O moderador da reunião, Federico Lombardi, explicou que o papa Francisco, que estava presente, quis que os 190 líderes da Igreja Católica, entre eles 114 representantes das Conferências Episcopais de todo o mundo, tivessem para sua reflexão os documentos da ONU "Para um mundo livre de violência" e "Um rosto familiar: a violência na vida de crianças e adolescentes", da Unicef.

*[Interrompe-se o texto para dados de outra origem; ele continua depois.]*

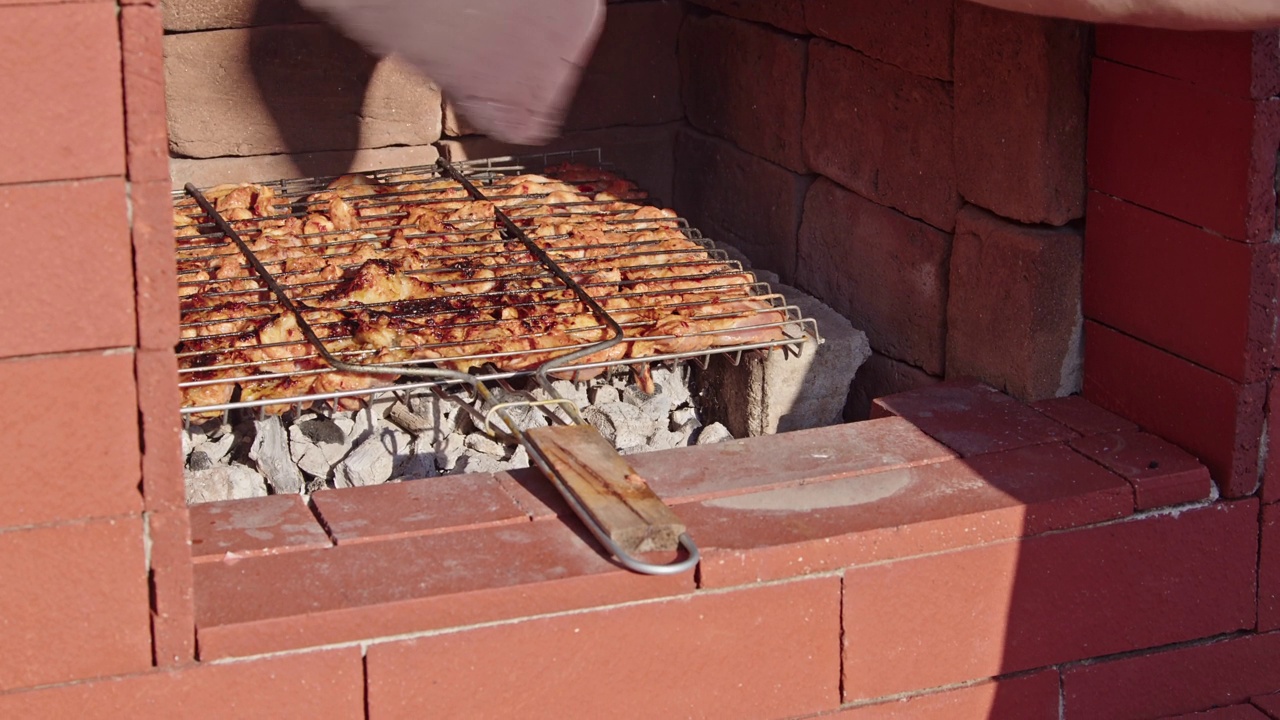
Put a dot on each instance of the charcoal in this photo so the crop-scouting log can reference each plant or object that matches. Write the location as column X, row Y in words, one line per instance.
column 270, row 451
column 713, row 433
column 228, row 482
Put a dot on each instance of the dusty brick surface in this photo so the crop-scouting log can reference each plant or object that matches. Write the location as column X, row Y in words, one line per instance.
column 883, row 270
column 1020, row 108
column 60, row 65
column 786, row 14
column 289, row 89
column 882, row 132
column 745, row 83
column 1014, row 309
column 914, row 35
column 760, row 204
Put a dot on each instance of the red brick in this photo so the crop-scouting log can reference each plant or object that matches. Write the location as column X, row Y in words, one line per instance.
column 972, row 418
column 1014, row 306
column 415, row 507
column 894, row 141
column 69, row 437
column 173, row 616
column 634, row 74
column 1233, row 712
column 914, row 35
column 1031, row 697
column 156, row 372
column 1146, row 145
column 1269, row 570
column 145, row 126
column 731, row 71
column 760, row 652
column 1161, row 474
column 1055, row 598
column 1212, row 418
column 246, row 528
column 327, row 94
column 1175, row 680
column 722, row 188
column 1240, row 64
column 76, row 602
column 63, row 62
column 785, row 14
column 878, row 377
column 77, row 235
column 315, row 684
column 1083, row 417
column 373, row 589
column 821, row 527
column 883, row 270
column 1180, row 287
column 1020, row 106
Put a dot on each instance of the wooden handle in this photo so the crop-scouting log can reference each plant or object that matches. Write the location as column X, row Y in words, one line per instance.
column 611, row 491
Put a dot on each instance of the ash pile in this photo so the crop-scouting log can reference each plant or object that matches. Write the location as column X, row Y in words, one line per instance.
column 401, row 437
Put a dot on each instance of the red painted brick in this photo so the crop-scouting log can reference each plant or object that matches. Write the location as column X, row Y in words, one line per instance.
column 883, row 270
column 1031, row 697
column 77, row 233
column 1146, row 145
column 69, row 437
column 634, row 74
column 154, row 265
column 1240, row 64
column 415, row 507
column 173, row 616
column 64, row 63
column 1233, row 712
column 315, row 684
column 373, row 589
column 1014, row 309
column 76, row 602
column 1269, row 703
column 1269, row 570
column 730, row 72
column 246, row 528
column 1083, row 417
column 892, row 142
column 1180, row 287
column 1212, row 418
column 1020, row 109
column 914, row 35
column 146, row 130
column 759, row 652
column 156, row 373
column 972, row 418
column 819, row 527
column 1161, row 474
column 785, row 14
column 1176, row 680
column 1055, row 598
column 725, row 190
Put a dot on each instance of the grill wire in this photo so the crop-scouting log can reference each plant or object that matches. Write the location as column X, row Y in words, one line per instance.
column 496, row 309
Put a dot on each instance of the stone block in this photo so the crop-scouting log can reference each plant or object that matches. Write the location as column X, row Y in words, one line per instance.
column 291, row 89
column 881, row 131
column 883, row 270
column 1014, row 310
column 745, row 83
column 1020, row 109
column 777, row 392
column 720, row 187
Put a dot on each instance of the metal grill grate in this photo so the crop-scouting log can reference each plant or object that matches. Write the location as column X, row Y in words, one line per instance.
column 408, row 268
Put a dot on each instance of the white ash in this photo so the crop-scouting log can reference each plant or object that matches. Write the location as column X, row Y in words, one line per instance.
column 400, row 438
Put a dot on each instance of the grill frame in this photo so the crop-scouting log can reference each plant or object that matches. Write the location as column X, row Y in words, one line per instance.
column 476, row 176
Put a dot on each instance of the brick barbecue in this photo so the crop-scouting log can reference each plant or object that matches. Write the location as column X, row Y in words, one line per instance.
column 1056, row 493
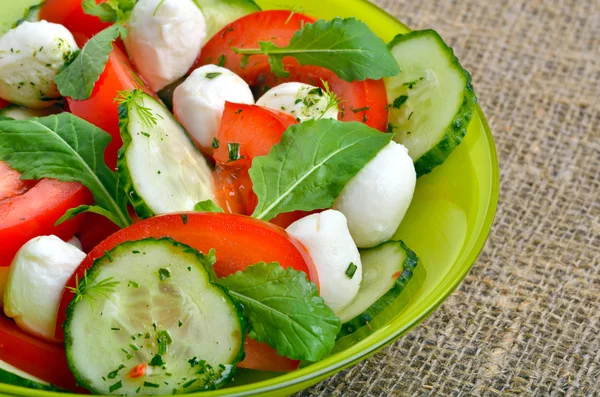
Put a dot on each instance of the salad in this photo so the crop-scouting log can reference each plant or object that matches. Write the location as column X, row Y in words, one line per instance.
column 189, row 187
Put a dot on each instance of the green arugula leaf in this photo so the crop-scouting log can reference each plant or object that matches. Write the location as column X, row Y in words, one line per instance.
column 207, row 206
column 66, row 148
column 78, row 77
column 110, row 11
column 345, row 46
column 284, row 310
column 311, row 164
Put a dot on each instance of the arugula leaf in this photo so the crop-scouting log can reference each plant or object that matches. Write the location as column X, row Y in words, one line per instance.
column 66, row 148
column 345, row 46
column 78, row 77
column 311, row 164
column 284, row 310
column 110, row 11
column 207, row 206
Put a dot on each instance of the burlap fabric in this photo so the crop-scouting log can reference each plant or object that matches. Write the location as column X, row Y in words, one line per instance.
column 526, row 321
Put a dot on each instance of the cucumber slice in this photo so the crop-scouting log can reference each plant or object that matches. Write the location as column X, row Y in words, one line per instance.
column 13, row 376
column 386, row 270
column 163, row 312
column 431, row 100
column 162, row 170
column 219, row 13
column 16, row 112
column 32, row 14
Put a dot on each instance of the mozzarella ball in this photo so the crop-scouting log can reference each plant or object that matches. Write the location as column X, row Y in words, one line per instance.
column 302, row 101
column 36, row 280
column 377, row 198
column 30, row 56
column 326, row 238
column 199, row 101
column 164, row 38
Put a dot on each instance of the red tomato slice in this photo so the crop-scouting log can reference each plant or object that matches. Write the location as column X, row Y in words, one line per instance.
column 255, row 128
column 362, row 101
column 39, row 358
column 262, row 357
column 100, row 109
column 277, row 26
column 32, row 209
column 70, row 14
column 239, row 241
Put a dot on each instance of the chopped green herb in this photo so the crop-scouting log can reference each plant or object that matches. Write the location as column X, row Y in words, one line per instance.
column 221, row 60
column 157, row 361
column 234, row 151
column 351, row 270
column 398, row 102
column 114, row 373
column 163, row 274
column 115, row 387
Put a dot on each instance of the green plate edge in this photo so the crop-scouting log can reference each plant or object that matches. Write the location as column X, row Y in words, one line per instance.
column 287, row 384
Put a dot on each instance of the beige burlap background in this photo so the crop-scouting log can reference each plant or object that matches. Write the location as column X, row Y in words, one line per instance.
column 526, row 321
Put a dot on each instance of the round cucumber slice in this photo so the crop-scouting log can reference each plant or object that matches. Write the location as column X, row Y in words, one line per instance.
column 387, row 269
column 431, row 101
column 147, row 320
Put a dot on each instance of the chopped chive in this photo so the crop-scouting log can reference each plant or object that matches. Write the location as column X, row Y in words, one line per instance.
column 351, row 270
column 234, row 151
column 398, row 102
column 115, row 387
column 163, row 273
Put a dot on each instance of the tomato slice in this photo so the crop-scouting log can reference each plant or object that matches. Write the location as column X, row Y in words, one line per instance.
column 30, row 209
column 362, row 101
column 101, row 109
column 44, row 360
column 256, row 129
column 70, row 14
column 277, row 26
column 239, row 241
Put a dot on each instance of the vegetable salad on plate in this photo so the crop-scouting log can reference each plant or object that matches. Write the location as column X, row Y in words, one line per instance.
column 188, row 187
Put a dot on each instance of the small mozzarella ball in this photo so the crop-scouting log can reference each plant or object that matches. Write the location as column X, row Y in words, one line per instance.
column 377, row 198
column 302, row 101
column 199, row 101
column 164, row 38
column 30, row 57
column 326, row 238
column 36, row 280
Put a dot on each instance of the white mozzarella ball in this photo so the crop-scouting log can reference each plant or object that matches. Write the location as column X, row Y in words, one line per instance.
column 377, row 198
column 30, row 56
column 164, row 38
column 302, row 101
column 199, row 101
column 326, row 238
column 36, row 280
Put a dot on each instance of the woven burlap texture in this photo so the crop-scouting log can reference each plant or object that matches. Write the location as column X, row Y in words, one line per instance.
column 526, row 320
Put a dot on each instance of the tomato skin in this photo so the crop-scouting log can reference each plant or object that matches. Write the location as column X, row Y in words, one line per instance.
column 34, row 212
column 262, row 357
column 44, row 360
column 239, row 241
column 101, row 109
column 70, row 14
column 255, row 128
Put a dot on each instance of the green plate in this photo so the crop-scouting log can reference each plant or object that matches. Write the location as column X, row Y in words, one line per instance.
column 447, row 225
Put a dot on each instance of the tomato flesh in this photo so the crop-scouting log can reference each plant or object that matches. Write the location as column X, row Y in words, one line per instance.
column 239, row 241
column 69, row 13
column 30, row 209
column 44, row 360
column 101, row 109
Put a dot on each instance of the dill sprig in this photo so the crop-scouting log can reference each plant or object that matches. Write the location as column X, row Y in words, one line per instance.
column 83, row 289
column 136, row 97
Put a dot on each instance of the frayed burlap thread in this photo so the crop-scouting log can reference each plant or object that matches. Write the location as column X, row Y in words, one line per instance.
column 526, row 321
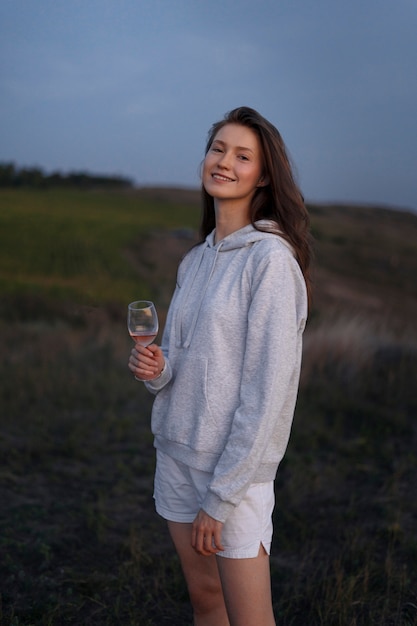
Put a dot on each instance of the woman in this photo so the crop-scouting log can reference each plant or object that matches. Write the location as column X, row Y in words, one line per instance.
column 226, row 377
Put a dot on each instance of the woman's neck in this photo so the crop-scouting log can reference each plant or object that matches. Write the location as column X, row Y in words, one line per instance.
column 229, row 219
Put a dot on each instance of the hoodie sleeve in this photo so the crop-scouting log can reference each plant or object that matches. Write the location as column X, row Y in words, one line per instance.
column 269, row 382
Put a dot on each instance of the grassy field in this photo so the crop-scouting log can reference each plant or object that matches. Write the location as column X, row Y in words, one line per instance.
column 80, row 543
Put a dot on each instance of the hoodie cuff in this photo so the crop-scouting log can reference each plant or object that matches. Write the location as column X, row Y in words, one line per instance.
column 217, row 508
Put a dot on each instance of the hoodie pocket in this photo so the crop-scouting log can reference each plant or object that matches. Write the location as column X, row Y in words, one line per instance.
column 181, row 411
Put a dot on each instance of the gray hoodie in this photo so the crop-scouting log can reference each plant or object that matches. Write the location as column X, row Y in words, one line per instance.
column 232, row 344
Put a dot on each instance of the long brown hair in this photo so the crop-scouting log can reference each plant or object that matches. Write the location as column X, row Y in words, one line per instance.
column 280, row 200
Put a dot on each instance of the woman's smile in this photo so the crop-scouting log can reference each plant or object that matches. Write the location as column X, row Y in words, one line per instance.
column 233, row 157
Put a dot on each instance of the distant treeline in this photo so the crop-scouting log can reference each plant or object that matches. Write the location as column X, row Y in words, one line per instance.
column 34, row 177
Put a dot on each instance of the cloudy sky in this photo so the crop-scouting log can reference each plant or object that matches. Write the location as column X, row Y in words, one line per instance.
column 131, row 87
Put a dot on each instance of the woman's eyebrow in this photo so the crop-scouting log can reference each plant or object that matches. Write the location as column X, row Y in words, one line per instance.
column 237, row 147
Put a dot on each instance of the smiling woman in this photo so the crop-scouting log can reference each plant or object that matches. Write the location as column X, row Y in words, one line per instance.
column 232, row 172
column 226, row 376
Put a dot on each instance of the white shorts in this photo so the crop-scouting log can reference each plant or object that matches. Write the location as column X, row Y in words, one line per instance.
column 179, row 491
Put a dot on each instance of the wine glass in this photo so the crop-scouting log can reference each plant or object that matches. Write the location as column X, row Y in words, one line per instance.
column 142, row 321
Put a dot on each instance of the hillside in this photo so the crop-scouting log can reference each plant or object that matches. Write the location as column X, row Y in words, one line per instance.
column 79, row 539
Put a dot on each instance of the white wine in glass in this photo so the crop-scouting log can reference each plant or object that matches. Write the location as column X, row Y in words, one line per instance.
column 142, row 321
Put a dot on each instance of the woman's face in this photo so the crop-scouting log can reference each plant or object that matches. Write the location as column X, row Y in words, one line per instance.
column 232, row 168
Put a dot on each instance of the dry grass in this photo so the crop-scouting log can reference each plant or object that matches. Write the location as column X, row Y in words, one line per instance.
column 79, row 541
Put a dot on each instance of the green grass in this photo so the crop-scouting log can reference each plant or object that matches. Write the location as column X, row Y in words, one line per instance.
column 80, row 542
column 73, row 245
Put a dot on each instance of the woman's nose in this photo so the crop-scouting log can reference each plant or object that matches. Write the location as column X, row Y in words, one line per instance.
column 224, row 161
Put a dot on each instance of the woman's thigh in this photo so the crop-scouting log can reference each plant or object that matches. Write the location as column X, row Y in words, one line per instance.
column 246, row 585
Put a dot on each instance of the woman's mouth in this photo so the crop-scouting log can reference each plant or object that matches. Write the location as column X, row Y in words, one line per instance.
column 222, row 178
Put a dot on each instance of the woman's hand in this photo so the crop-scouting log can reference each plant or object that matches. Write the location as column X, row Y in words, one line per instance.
column 146, row 363
column 206, row 534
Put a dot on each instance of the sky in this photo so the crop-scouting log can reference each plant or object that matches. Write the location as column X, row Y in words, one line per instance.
column 131, row 88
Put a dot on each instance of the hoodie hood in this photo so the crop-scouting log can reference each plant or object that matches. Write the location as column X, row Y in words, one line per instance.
column 247, row 235
column 205, row 264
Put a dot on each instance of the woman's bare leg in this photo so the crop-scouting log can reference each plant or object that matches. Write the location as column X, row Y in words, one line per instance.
column 246, row 587
column 202, row 577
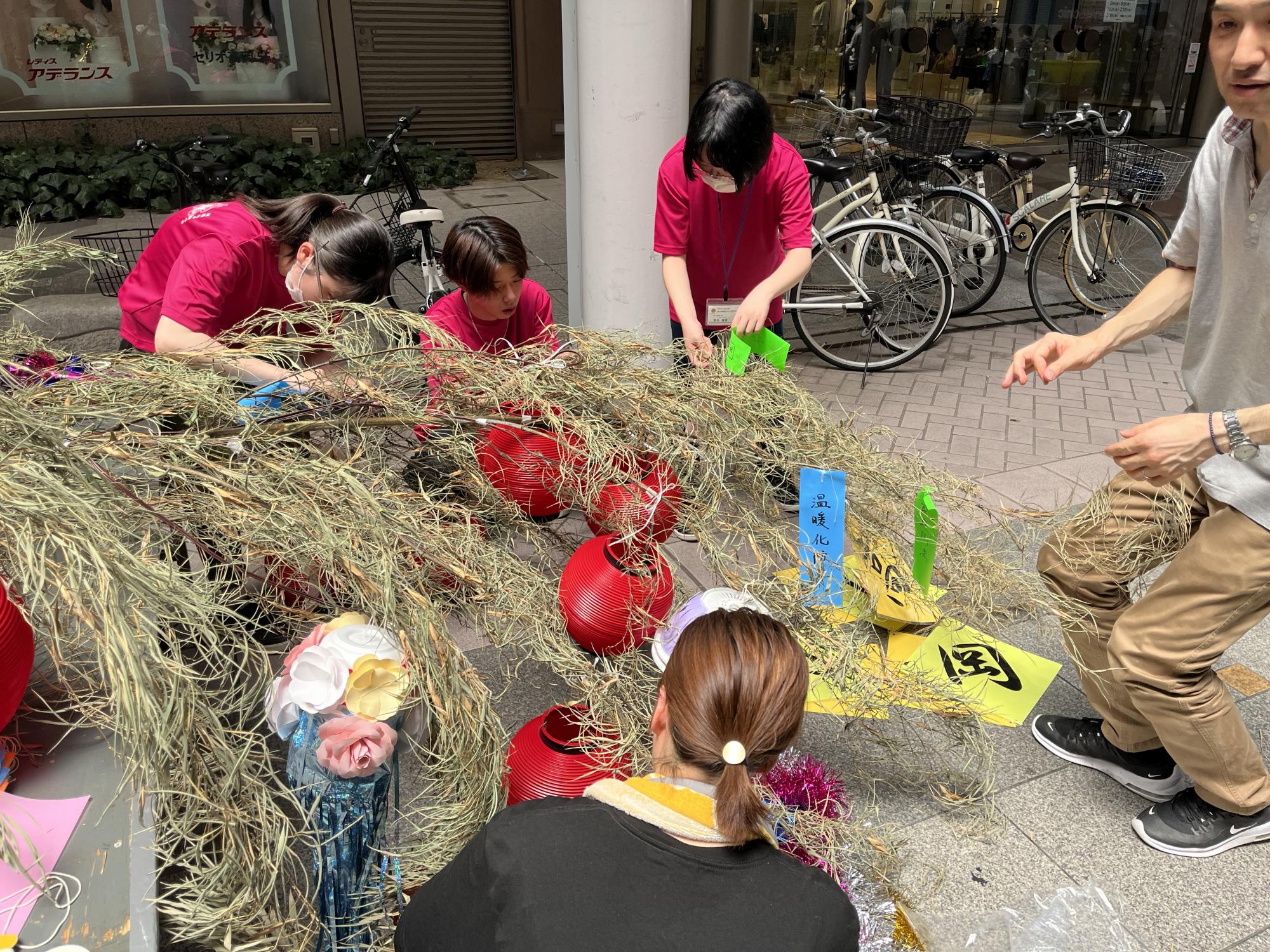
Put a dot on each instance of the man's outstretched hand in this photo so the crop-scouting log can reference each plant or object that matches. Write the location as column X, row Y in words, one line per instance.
column 1051, row 356
column 1163, row 450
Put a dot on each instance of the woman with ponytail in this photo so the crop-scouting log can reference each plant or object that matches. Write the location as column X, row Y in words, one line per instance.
column 213, row 266
column 679, row 859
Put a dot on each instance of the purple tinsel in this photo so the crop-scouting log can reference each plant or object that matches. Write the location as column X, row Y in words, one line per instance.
column 802, row 783
column 805, row 784
column 41, row 367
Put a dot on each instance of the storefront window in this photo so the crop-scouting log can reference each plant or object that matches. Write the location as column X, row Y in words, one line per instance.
column 86, row 54
column 1009, row 60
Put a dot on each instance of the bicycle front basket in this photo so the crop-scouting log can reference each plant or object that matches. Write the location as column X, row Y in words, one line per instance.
column 1149, row 173
column 928, row 126
column 125, row 248
column 385, row 206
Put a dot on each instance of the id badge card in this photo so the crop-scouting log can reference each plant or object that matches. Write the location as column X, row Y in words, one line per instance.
column 721, row 313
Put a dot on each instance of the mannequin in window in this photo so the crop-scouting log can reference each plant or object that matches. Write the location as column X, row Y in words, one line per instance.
column 891, row 20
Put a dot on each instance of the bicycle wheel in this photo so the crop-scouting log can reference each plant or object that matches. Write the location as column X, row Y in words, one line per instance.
column 909, row 296
column 407, row 289
column 1123, row 252
column 976, row 241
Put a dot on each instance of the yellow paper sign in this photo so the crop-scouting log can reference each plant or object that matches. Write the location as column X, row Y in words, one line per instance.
column 901, row 647
column 825, row 697
column 1000, row 681
column 899, row 602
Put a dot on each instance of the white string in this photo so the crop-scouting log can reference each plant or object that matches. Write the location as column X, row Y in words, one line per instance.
column 652, row 515
column 57, row 889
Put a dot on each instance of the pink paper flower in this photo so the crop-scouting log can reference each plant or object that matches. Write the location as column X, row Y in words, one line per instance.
column 350, row 747
column 312, row 639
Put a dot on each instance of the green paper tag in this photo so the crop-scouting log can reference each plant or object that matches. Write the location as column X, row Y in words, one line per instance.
column 763, row 343
column 769, row 346
column 926, row 535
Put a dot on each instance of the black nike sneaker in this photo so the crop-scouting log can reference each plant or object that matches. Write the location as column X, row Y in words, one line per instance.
column 1187, row 826
column 1151, row 774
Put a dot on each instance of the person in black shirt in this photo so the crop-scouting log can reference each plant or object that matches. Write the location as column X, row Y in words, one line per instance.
column 681, row 859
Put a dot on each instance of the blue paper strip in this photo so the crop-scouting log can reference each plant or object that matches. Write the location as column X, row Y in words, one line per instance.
column 822, row 524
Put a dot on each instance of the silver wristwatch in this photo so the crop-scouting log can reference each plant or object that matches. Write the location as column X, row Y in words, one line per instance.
column 1241, row 447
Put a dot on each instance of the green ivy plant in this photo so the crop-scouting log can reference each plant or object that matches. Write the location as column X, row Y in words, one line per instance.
column 64, row 182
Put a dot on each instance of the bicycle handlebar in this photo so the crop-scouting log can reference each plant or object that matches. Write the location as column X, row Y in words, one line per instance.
column 1081, row 120
column 391, row 140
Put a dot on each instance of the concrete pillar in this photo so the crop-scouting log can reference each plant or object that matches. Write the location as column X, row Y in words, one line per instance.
column 633, row 106
column 730, row 39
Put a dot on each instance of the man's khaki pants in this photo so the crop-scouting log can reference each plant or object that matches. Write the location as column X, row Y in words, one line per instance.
column 1147, row 666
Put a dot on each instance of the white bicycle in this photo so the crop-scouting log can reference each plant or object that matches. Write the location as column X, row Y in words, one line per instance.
column 958, row 218
column 1097, row 255
column 418, row 281
column 879, row 290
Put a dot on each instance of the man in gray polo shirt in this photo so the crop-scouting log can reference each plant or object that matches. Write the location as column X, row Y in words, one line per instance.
column 1147, row 666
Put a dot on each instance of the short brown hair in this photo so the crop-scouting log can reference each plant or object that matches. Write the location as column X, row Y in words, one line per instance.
column 477, row 247
column 735, row 676
column 349, row 247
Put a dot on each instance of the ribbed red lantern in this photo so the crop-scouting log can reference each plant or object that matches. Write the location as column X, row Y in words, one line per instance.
column 650, row 506
column 17, row 656
column 289, row 583
column 548, row 760
column 614, row 595
column 525, row 465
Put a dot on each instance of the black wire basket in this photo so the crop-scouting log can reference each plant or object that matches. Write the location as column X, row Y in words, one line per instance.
column 125, row 246
column 928, row 126
column 1128, row 167
column 385, row 206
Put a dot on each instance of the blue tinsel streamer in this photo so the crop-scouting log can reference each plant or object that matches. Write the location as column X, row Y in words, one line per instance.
column 346, row 817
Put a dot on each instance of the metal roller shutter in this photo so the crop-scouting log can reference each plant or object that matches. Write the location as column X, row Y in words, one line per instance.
column 453, row 58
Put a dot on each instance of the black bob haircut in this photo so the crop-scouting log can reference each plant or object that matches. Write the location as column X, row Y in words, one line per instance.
column 731, row 128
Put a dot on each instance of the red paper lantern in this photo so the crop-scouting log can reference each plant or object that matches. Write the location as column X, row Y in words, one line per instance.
column 289, row 585
column 548, row 758
column 650, row 506
column 17, row 656
column 525, row 466
column 614, row 595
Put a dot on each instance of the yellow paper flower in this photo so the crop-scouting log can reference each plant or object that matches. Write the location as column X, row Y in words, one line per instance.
column 377, row 689
column 346, row 619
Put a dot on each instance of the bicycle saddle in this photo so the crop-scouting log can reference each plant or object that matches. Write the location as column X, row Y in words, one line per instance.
column 831, row 168
column 972, row 157
column 1024, row 162
column 911, row 167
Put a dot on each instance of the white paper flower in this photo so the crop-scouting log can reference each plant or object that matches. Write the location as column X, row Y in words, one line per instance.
column 355, row 642
column 318, row 680
column 280, row 709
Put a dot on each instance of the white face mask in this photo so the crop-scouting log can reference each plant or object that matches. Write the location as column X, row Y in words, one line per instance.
column 719, row 183
column 298, row 295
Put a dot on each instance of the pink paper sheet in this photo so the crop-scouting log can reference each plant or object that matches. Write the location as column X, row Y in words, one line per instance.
column 48, row 824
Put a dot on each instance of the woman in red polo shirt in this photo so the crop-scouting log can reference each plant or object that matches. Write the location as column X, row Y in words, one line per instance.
column 213, row 266
column 733, row 219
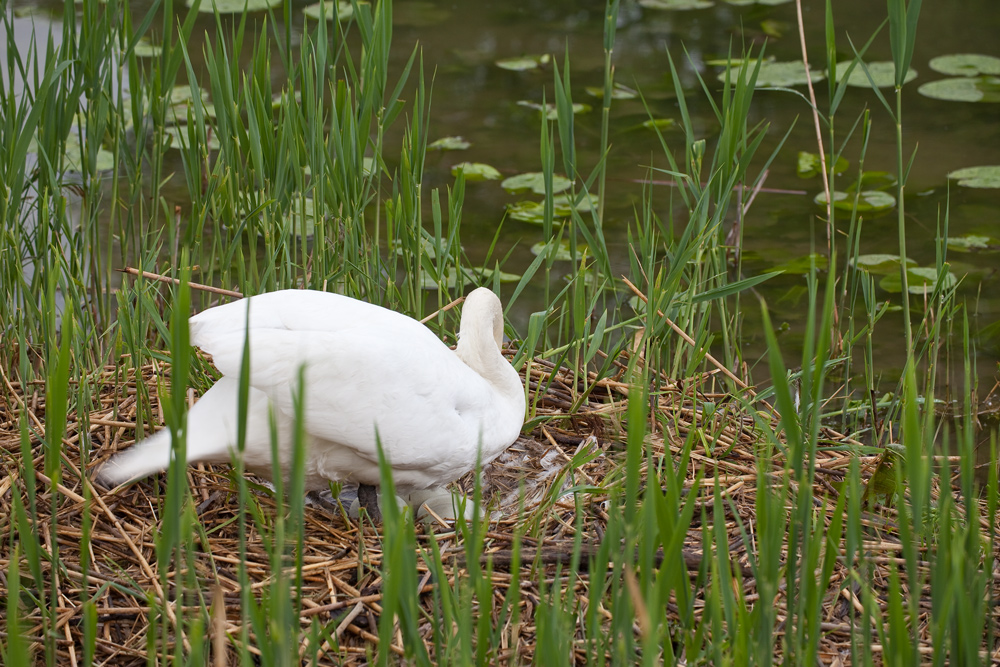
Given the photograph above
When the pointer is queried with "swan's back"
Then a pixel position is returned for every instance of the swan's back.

Na semana passada, o comitê organizador da cúpula e o papa se reuniram com a representante das Nações Unidas para violência contra menores, María Santos Pais. Nesta sexta-feira, foi lida uma mensagem dela na qual expressa sua esperança de que o material "possa servir de apoio aos esforços da Igreja para acelerar seu compromisso com relação a este tema tão importante".

A sessão começou com uma oração e a leitura de um breve testemunho de uma vítima: "Quando fui abusada por um sacerdote, a minha mãe Igreja me deixou sozinha. Quando precisava de alguém na Igreja para falar sobre meu abuso e minha solidão, todos se esconderam". (Com agências internacionais).